ENCYCLOPEDIA, NEWSLETTERS, BOOK REVIEWS
________. 2006. “Entering Historical Sociology beyond the ‘Second Wave’.” Comparative and Historical Sociology: Newsletter of the Comparative-Historical Section of the American Sociological Association 17 (Fall).

________. 2006. “Disobedient Generation?” (review) Perspectives: Newsletter of the Theory Section of the American Sociological Association 28(4).

________. 2006. "Colonialism" in George Ritzer (ed.), The Blackwell Encyclopedia of Sociology. Blackwell Publishing.

________. 2006. "Decolonization" in George Ritzer (ed.), The Blackwell Encyclopedia of Sociology. Blackwell Publishing.

________. 2006. "Postcolonial theory" in Bryan Turner (ed.), The Cambridge Dictionary of Sociology. Cambridge University Press.

________. 2005. Review Essay of A. Kaplan’s Anarchy of Empire and J. Dauny’s Puerto Rican Nation on the Move. Social History 30(1)

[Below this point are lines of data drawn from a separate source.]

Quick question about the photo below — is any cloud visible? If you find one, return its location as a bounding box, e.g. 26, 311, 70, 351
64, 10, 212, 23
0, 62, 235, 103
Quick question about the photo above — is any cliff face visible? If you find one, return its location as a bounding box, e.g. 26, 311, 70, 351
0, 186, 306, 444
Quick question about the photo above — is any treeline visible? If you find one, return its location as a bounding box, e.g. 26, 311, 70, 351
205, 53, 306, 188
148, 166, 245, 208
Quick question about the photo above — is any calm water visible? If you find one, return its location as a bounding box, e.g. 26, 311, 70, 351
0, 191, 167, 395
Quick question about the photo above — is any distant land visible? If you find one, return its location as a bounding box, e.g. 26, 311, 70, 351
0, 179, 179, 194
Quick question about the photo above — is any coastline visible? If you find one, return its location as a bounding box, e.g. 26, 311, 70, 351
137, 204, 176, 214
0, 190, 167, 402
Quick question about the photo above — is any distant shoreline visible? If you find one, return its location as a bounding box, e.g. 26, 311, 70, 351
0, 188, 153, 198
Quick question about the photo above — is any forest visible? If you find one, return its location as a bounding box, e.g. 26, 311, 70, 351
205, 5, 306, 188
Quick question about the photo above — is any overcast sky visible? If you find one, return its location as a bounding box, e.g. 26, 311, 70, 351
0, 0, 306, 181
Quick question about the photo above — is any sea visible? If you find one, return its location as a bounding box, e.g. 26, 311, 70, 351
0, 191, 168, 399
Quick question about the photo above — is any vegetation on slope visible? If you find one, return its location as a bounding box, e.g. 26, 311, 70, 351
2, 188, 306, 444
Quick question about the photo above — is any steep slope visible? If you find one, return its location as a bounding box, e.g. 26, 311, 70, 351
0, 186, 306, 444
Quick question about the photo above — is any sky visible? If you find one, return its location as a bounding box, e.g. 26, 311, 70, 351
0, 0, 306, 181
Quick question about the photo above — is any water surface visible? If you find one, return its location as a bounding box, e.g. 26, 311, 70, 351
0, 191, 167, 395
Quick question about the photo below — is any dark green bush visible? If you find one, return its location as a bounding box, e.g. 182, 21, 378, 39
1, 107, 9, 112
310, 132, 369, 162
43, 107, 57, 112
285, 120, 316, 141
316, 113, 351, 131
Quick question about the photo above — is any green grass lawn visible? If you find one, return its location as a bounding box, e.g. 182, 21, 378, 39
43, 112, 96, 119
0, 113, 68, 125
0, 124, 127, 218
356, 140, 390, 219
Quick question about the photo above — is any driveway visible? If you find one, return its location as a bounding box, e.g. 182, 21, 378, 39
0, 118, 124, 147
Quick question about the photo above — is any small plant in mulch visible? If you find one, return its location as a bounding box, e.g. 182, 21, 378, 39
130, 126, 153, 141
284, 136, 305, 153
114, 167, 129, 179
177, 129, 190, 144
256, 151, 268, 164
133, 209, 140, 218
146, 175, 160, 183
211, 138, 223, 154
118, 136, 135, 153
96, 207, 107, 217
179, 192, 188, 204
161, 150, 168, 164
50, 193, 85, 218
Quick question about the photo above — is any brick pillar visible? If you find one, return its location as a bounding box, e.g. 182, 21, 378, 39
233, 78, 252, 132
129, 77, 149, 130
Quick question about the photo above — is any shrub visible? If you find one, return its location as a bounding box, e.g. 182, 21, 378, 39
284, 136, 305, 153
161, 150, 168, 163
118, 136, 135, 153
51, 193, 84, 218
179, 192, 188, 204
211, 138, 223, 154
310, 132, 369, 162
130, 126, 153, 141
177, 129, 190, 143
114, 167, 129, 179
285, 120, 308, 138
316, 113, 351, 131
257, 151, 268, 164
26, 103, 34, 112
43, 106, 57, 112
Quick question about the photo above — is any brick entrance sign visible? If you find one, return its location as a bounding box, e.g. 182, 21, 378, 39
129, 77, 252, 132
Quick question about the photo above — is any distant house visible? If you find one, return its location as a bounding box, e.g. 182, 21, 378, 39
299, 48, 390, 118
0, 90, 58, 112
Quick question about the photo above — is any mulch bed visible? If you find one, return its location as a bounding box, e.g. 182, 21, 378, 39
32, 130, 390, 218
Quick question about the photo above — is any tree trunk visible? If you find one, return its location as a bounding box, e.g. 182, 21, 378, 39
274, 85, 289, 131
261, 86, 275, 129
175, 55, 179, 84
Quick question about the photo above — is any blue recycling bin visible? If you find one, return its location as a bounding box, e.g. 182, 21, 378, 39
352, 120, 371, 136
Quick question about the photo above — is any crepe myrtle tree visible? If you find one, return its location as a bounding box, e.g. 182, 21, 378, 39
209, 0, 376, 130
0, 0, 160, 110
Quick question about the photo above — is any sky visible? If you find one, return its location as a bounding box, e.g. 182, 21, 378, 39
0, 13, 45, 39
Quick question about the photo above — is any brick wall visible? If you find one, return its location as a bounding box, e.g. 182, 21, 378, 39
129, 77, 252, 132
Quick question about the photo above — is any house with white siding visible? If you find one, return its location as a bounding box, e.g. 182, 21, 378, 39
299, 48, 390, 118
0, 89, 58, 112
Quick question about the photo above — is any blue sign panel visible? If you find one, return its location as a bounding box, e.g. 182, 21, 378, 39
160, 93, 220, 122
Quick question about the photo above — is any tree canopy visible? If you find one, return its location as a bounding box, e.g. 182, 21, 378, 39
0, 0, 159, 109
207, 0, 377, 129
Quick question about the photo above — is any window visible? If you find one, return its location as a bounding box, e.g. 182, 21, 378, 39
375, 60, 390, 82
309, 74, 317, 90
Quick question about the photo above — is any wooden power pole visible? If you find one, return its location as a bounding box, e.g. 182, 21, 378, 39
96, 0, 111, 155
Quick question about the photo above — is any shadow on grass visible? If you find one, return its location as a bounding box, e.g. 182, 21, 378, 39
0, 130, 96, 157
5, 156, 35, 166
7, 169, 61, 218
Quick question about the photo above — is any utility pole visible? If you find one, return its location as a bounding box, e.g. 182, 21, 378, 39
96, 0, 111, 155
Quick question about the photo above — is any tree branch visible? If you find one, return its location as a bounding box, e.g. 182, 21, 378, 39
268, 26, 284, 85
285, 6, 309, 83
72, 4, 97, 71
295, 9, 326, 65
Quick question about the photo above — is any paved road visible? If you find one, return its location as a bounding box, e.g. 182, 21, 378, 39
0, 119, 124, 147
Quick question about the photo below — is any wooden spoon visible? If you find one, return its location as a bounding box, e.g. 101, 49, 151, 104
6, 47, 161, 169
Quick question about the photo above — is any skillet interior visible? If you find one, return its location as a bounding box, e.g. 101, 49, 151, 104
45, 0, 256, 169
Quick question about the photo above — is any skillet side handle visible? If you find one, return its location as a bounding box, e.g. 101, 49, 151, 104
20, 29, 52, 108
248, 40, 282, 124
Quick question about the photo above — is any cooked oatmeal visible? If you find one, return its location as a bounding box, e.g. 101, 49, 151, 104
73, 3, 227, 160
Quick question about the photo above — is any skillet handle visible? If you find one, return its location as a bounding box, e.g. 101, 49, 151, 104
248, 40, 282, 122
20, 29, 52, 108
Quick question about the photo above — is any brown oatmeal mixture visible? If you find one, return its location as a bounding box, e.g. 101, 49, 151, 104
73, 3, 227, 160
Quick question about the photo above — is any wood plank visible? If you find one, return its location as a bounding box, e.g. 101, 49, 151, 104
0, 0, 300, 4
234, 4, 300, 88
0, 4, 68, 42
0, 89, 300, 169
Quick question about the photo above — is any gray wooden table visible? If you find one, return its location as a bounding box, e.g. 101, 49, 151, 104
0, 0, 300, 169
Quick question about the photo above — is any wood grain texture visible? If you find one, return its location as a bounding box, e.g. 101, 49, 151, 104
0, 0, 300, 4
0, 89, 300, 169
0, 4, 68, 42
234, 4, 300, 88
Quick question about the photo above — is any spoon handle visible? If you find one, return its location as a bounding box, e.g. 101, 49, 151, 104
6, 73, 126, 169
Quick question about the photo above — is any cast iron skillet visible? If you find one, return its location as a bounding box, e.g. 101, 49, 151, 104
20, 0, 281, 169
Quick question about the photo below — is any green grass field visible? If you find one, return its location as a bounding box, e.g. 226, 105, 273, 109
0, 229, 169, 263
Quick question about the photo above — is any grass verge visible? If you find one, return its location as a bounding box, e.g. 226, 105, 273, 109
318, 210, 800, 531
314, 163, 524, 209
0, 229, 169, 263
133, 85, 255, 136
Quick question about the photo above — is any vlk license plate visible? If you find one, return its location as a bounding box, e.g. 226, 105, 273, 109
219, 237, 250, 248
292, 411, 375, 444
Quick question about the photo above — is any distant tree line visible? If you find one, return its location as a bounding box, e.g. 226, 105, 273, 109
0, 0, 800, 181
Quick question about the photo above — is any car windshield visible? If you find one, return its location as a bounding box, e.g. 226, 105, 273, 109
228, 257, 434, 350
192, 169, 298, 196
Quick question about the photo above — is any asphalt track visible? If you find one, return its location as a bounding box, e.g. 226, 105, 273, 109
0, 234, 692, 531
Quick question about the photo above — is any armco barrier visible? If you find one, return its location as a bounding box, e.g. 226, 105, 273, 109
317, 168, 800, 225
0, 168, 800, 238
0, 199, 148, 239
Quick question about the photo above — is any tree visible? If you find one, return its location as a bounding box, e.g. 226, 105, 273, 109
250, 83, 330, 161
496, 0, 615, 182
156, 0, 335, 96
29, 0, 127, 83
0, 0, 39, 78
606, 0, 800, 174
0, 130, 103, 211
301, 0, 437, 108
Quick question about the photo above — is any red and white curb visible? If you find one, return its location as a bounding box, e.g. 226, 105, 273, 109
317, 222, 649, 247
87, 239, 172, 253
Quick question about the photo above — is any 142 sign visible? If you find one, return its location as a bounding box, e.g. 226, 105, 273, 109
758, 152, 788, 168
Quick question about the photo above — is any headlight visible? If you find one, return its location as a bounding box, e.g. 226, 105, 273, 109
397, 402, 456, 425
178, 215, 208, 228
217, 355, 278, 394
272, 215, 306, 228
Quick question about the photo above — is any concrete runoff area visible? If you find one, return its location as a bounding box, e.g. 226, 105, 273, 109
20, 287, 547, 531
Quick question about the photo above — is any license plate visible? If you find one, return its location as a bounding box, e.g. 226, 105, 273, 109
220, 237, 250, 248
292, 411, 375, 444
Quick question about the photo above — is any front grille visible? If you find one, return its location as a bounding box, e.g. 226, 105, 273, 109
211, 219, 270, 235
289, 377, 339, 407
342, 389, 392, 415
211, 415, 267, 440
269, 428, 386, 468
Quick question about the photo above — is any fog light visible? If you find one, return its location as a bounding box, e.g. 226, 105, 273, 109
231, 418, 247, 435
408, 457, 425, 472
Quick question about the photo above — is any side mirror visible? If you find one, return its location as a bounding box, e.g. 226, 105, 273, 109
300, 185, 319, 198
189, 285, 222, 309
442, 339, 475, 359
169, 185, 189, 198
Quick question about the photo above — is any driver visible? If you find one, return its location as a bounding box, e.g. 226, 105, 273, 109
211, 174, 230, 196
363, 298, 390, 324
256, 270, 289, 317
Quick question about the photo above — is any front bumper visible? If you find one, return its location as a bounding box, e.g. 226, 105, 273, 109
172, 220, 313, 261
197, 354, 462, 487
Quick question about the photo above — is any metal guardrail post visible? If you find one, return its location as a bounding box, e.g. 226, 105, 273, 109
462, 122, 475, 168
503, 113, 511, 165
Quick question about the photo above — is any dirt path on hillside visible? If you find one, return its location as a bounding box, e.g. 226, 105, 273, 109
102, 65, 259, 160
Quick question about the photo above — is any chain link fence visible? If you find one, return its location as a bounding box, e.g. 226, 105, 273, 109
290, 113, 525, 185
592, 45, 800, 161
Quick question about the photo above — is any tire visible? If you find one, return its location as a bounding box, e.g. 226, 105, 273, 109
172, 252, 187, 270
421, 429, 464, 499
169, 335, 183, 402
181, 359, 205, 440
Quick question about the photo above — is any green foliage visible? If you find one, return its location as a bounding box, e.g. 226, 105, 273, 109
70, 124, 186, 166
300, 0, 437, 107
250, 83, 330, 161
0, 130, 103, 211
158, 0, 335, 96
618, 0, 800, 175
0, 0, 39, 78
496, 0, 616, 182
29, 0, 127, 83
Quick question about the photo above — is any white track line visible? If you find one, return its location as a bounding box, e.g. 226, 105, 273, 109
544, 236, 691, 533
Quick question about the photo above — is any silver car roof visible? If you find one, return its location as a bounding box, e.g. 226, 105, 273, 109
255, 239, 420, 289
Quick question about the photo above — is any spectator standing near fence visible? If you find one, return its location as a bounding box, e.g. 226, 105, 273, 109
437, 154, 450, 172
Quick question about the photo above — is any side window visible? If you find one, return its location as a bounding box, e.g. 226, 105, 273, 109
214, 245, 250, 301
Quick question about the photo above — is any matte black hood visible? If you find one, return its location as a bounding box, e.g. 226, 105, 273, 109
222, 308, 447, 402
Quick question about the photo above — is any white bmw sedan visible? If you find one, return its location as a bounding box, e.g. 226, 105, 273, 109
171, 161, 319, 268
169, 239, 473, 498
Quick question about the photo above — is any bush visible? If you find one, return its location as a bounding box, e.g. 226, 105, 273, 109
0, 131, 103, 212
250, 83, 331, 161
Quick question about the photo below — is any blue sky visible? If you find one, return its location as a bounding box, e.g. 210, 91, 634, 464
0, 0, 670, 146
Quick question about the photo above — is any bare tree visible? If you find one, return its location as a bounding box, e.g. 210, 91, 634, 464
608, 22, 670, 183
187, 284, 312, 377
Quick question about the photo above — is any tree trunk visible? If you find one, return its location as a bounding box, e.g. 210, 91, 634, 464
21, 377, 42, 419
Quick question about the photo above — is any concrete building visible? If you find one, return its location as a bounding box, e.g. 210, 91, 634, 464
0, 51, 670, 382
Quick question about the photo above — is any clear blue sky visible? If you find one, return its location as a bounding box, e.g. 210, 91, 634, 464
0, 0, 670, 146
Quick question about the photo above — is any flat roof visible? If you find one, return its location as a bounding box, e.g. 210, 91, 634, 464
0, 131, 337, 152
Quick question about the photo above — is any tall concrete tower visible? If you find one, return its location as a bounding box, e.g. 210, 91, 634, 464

________. 2006. "Syncretism" in Bryan Turner (ed.), The Cambridge Dictionary of Sociology. Cambridge University Press.


BOOKS IN PROGRESS
Go, Julian. Cycles of Global Power: the British and American Empires in Comparative Perspective, 1815-2005 (book monograph in preparation)











COURSES

SOCIOLOGY 708
Modern Sociological Theory
This course will introduce students to key theories and associated research programs in contemporary sociology. As an introductory theory course, it is extensive rather than intensive. We take a broad look at theoretical trends and schools of thought rather than an in-depth examination of any particular school or problematic. This should provide students with the tools necessary to develop their own theoretical interests and pursue further explorations of theory on their own accord. The first part of the course covers major theoretical developments in traditional American sociology since the Chicago School. We will cover symbolic interactionism, dramaturgical analysis, phenomenology, structural-functionalism, conflict theory and exchange theory. The second part turns to a different lineage of theoretical developments, tracing European social theory and critiques of social scientific epistemology. This part of the course covers the Frankfurt school, French structuralism, theories of structure and agency in Giddens and Bourdieu, the presumed post-structuralism of Michel Foucault, critical race and gender theory, and postmodern sociology.


SOCIOLOGY 408/808
Seminar: Ethnic, Race, and Minority Relations
This course, intended for graduate students and upper-level undergraduates, examines advanced sociological research and theory on race, ethnicity, and minority groups in the United States. While the main focus is upon race and ethnicity relations within the United States, we will also look at non-US contexts for comparative understanding. Further, we will examine theories on race and ethnicity that transcend the particularity of the US setting. Themes include but are not restricted to: race and inequality, theories of racial stratification, violence against minority groups, imperialism and immigration, the constructedness of racial categories and “racialization”, the making of ethnic and racial identity, racialized regimes in the US and other countries, and the meanings of whiteness.


SOCIOLOGY 203
Introduction to Sociological Theories
This course will introduce students to the founding texts in sociological theory. We will read the primary works of Adam Smith, Karl Marx, Emile Durkheim, and Max Weber. We will see what they had to say about, among other things, the relationship between the self and society, the nature of social domination, the social bases of the economic market, how religion shapes how many hours people work, and the logic of (and immanent end to) modern capitalism.


SOCIOLOGY 534
Seminar: Modernity and Social Change
A systematic presentation of major theoretical issues in the areas of social change, modernization, and development. This semester we will pay particular attention to GLOBALIZATION. What are the causes of globalization? Of what, exactly, does it consist, and is it new or just something old?  How are global forces currently shaping our daily lives, from what we wear to what we eat? What is this thing called ‘global capitalism’ anyways, and who is in command of it - if anyone at all? Course materials include readings and films.